Travel Stocks and Global Indices rebound. PBoC Liquidity helps optimism. EUR/USD, GBP/USD, USD/JPY
There is a rebound in stocks and indices. Investors nerves have cooled regarding the coronavirus as it is mainly concentrated in Central China’s Hubei province, in the city of Wuhan. There is a spur of confidence as the PBoC – Peoples Bank of China cut interest rates for short term debt after a liquidity injection on Monday to protect the stock market and the economy. Other Central Banks around the world including the RBA – Reserve Bank of Australia are opting to leave rates unchanged while they wait to see the full impact of the coronavirus on the financial markets.
The Shanghai Composite Index (000001), after gapping down by -8.75% from January 23rd, the index is trading +3.75% this week. Hang Seng (HIS) is trading +2.30% since the beginning of this week.
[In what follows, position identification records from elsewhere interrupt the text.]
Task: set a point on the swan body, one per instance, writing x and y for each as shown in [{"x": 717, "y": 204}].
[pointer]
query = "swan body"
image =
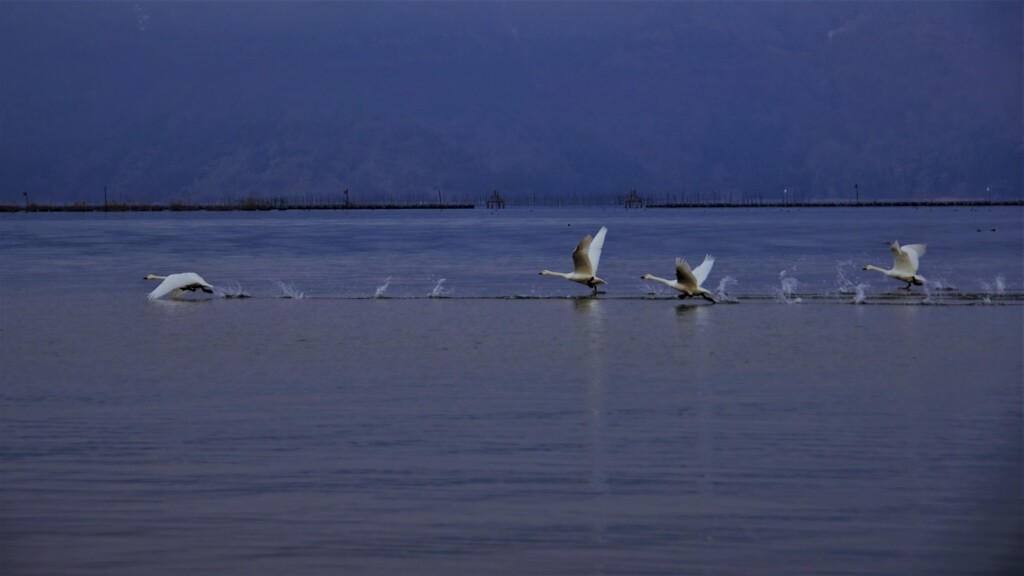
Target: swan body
[
  {"x": 175, "y": 284},
  {"x": 905, "y": 260},
  {"x": 585, "y": 260},
  {"x": 688, "y": 281}
]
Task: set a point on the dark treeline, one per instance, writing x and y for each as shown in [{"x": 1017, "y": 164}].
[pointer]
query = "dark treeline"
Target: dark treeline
[{"x": 569, "y": 202}]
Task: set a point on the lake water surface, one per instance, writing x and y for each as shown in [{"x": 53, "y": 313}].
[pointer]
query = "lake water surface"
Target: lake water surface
[{"x": 510, "y": 426}]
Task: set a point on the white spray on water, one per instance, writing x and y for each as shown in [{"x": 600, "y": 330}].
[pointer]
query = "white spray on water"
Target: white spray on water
[
  {"x": 720, "y": 294},
  {"x": 860, "y": 293},
  {"x": 787, "y": 289},
  {"x": 994, "y": 288},
  {"x": 843, "y": 284},
  {"x": 439, "y": 291}
]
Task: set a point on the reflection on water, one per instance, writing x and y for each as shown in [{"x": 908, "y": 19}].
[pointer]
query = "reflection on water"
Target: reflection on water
[{"x": 492, "y": 435}]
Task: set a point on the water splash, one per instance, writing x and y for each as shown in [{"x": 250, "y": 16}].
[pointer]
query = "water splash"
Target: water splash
[
  {"x": 289, "y": 291},
  {"x": 932, "y": 288},
  {"x": 996, "y": 287},
  {"x": 439, "y": 291},
  {"x": 233, "y": 291},
  {"x": 843, "y": 284},
  {"x": 720, "y": 294},
  {"x": 653, "y": 288},
  {"x": 787, "y": 289},
  {"x": 860, "y": 293}
]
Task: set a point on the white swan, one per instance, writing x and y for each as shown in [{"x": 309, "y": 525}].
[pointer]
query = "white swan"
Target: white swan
[
  {"x": 585, "y": 260},
  {"x": 175, "y": 284},
  {"x": 904, "y": 263},
  {"x": 688, "y": 281}
]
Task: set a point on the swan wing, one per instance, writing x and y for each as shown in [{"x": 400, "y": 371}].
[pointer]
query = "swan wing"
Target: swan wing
[
  {"x": 595, "y": 249},
  {"x": 684, "y": 276},
  {"x": 700, "y": 273},
  {"x": 905, "y": 258},
  {"x": 581, "y": 256},
  {"x": 175, "y": 283},
  {"x": 919, "y": 248}
]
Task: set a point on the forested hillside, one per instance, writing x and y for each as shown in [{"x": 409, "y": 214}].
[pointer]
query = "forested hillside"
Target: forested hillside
[{"x": 211, "y": 101}]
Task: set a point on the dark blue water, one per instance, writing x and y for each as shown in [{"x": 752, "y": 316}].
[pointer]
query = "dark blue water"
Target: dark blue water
[
  {"x": 499, "y": 254},
  {"x": 624, "y": 435}
]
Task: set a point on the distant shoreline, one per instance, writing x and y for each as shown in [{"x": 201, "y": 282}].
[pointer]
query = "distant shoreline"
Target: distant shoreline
[
  {"x": 342, "y": 207},
  {"x": 223, "y": 207}
]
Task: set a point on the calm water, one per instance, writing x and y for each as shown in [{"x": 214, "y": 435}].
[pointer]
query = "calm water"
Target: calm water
[{"x": 478, "y": 434}]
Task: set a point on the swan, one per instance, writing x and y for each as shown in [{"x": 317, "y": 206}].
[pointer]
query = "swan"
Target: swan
[
  {"x": 177, "y": 283},
  {"x": 585, "y": 260},
  {"x": 904, "y": 263},
  {"x": 688, "y": 281}
]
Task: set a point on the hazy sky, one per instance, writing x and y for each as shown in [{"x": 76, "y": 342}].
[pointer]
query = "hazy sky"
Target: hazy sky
[{"x": 223, "y": 100}]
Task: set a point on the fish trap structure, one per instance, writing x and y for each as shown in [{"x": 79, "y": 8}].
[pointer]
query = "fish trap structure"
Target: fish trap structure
[
  {"x": 495, "y": 202},
  {"x": 634, "y": 200}
]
The NASDAQ is up by +2.10% and the DOW by about +1.44%.
We need to take note, that the coronavirus has taken a big toll on travel and airline industries. Many flights are suspended and there is a big spook surrounding cruise ships. There is a luxury Diamond Princess cruise ship off the Japanese port of Yokohama with 3,700 passengers and crew onboard that are confined to their cabins for the next 2 weeks as 10 passengers tested positive for the coronavirus. Princess Cruises is part of Carnival Corporation (CCL) which lost approximately -18.4% since January 17th.
Since January 17th , travel giants like Booking.com (BKNG) lost over -9% and Skyscanner (TCOM) after dropping by a whopping -25% has regained about half and their losses currently stand around -12.5%.
We’ll also pay attention to the stocks of Starbucks (SBUX), McDonalds (MCD), Apple (APPL) and Disney World (DIS) as the businesses are likely to suffer losses after having been closed for a prolonged period of time.
EUR/USD on a Daily TF is trying to push below key level of support. The price dropped below 1.10300, came back for a retest as resistance, dropped to 1.10150 and is now trading around 1.10250. The United States Dollar is strong. U.S. Factory Orders MoM Dec. increased by 1.8%, above the 1.2% forecast and -1.2% previous result. Eurozone Markit Composite PMI and Services PMI for January were reported slightly above forecast at 51.3 and 52.5 respectively, while Retail Sales MoM for Dec. dropped by -1.6%, worse than -0.9% forecast and 0.8% the previous result which was revised down from 1.0%. Conflicting post-Brexit negotiations between the EU and UK may continue to weigh on the European currency.
Technically: Indicators are mixed, MACD is bearish, bearish histogram is increasing. The price is below the13EMA which is pointing down. Parabolic SAR is currently pointing up, albeit around 1.10 support.
Resistance: R1 1.10500, R2 61.8% Fibo 1.10798, R3 1.11 – 1.11102 (50% Fibo).
Support: S1 1.10-1.09923, S2 1.09670, S3 1.09400.
GBP/USD on a Daily TF is trading slightly bullish following better than expected Composite and Services PMI for January, released at 53.3 and 53.9 respectively. The pair continues to move in a flat, currently trading around 1.30466.
Technically: The price met resistance at the 13 EMA, the Parabolic SAR is pointing down, the MACD bearish histogram has increased.
Resistance: R1 50% Fibo 1.31675, R2 1.32500, R3 1.33327.
Support: S1 1.30 - 1.29500, S2 38.2% Fibo 1.28821, S3 200EMA 1.28353.
USD/JPY on a Daily TF reached all three of our resistance targets, currently trying to break above our 109.650 resistance, trading around 109.663 after spiking up to 109.724. The move is due to strong USD, the return of risk-on sentiment and weaker than expected Japan Service PMI, which were released today at 51.0, below the 52.1 forecast but ahead of the previous 49.4.
Technically: The Parabolic SAR and MACD are prepared for a reversal to the upside but still pointing down. The price and 13EMA crossed 48EMA up. 200EMA flat at the 23.6% Fibo level.
Resistance: R1 110.214, R2 110.681, R3 111.
Support: S1 109.270, S2 23.6% Fibo 108.911, S3 108.600.